Hear, hear. In fact, just about every serious study about the factors that make a school effective concludes that a whole constellation of factors come into play but that this–the ability of individual teachers–is the single most significant of them all.
@marvin100 <<the idea=“” was=“” to=“” complicate=“” the=“” reductive=“” good=“” bad=“” dichotomy,=“” and=“” i=“” found=“” great=“” success=“” with=“” it=“”>>
That sounds like a great course you taught. Alas, I suspect it might not be welcome on many college campuses as students like their viewpoints uncomplicated, refusing to consider perspectives other than their own and in fact silencing any opposition. Trigger warnings for Ovid and whatnot. Consider, e.g., that just last night Charles Murray’s talk on his book Coming Apart was shut down and one professor injured due to violent attacks at Middlebury.
http://www.addisonindependent.com/201703middlebury-college-professor-injured-protesters-she-escorted-controversial-speaker
At approximately 1000 meetings on standardized testing (not always a great measure of critical thinking, but still) it has been brought up that home environment (aka parental input) is the single largest factor in determining the general level (advanced, average etc). But that when you measure from one year to the next the teacher is the single largest factor determining growth. Goes back to the question that the Sec of Ed struggled with- are you looking for achievement, or growth?
@keiekei - thank you.
That said, I don’t think college professors should be explicitly attempting to teach “critical thinking.” They’re there to share genuine expertise as actual scholars in their fields. I was just a high school teacher trying to get students ready for college. That difference, I think, is very important.
Oh, and I’d never invite Charles Murray to talk at any institution I had any respect for. He’s awful and I stand in solidariy with the students who opposed his appearance at their school.
Also, IMO, if one waits till college to start learning critical thinking skills, s/he’s effectively fallen too far behind. At that point, even the best college Profs’ efforts to salvage such a student in one, few, or even 4 years worth of courses is likely to be a near Mission Impossible.
Colleges IMO are meant to refine and hone the critical thinking skills already learned from parents, teachers, other adults & peers, and life experiences and practiced during the first 17+ years before undergrad for most.

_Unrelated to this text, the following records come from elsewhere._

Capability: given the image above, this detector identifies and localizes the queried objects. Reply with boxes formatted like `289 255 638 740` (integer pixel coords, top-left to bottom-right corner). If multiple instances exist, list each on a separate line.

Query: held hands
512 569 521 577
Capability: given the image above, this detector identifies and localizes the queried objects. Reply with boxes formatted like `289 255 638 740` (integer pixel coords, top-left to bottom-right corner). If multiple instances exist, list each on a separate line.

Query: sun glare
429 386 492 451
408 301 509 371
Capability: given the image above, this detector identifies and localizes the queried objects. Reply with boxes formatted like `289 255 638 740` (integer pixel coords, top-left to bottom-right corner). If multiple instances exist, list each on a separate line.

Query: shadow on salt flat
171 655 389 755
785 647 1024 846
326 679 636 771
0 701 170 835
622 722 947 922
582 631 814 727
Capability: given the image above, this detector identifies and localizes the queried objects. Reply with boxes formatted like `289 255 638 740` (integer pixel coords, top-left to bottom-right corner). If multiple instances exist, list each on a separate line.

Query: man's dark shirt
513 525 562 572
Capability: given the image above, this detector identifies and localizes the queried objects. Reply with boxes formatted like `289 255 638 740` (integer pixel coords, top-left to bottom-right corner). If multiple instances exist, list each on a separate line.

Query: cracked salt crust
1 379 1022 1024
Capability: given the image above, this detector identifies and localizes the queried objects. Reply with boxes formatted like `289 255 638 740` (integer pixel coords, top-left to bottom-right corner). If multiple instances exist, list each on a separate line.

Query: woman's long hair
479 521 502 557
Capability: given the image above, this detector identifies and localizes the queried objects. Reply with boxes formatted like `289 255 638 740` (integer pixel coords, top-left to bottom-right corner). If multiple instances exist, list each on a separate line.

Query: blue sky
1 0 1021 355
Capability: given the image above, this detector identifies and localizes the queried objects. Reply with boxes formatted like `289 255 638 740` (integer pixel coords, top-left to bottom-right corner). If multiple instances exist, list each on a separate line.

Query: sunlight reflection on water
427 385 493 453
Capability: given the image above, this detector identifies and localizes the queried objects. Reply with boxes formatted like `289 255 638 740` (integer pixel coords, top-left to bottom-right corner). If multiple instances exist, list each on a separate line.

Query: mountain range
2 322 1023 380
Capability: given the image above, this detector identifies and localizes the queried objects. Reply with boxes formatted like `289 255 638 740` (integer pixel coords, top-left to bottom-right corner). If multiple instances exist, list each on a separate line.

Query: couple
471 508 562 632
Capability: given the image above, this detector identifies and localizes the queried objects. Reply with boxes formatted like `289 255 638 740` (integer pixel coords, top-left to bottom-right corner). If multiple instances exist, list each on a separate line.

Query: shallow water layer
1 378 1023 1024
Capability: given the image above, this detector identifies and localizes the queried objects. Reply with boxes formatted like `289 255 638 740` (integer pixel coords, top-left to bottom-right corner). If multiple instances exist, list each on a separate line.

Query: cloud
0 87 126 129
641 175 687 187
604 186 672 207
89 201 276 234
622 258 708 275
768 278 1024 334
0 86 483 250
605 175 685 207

Not institutions for critical thinking 101.
Partly, it depends on how you want to define critical thinking, but I don’t think you can fully understand any modern study, without an intermediate course on probability and statistics. To teach probability and statistics properly, you need students to have already had a course on differential calculus, integral calculus, and linear algebra. It would be quite rare for students to get all that in high school.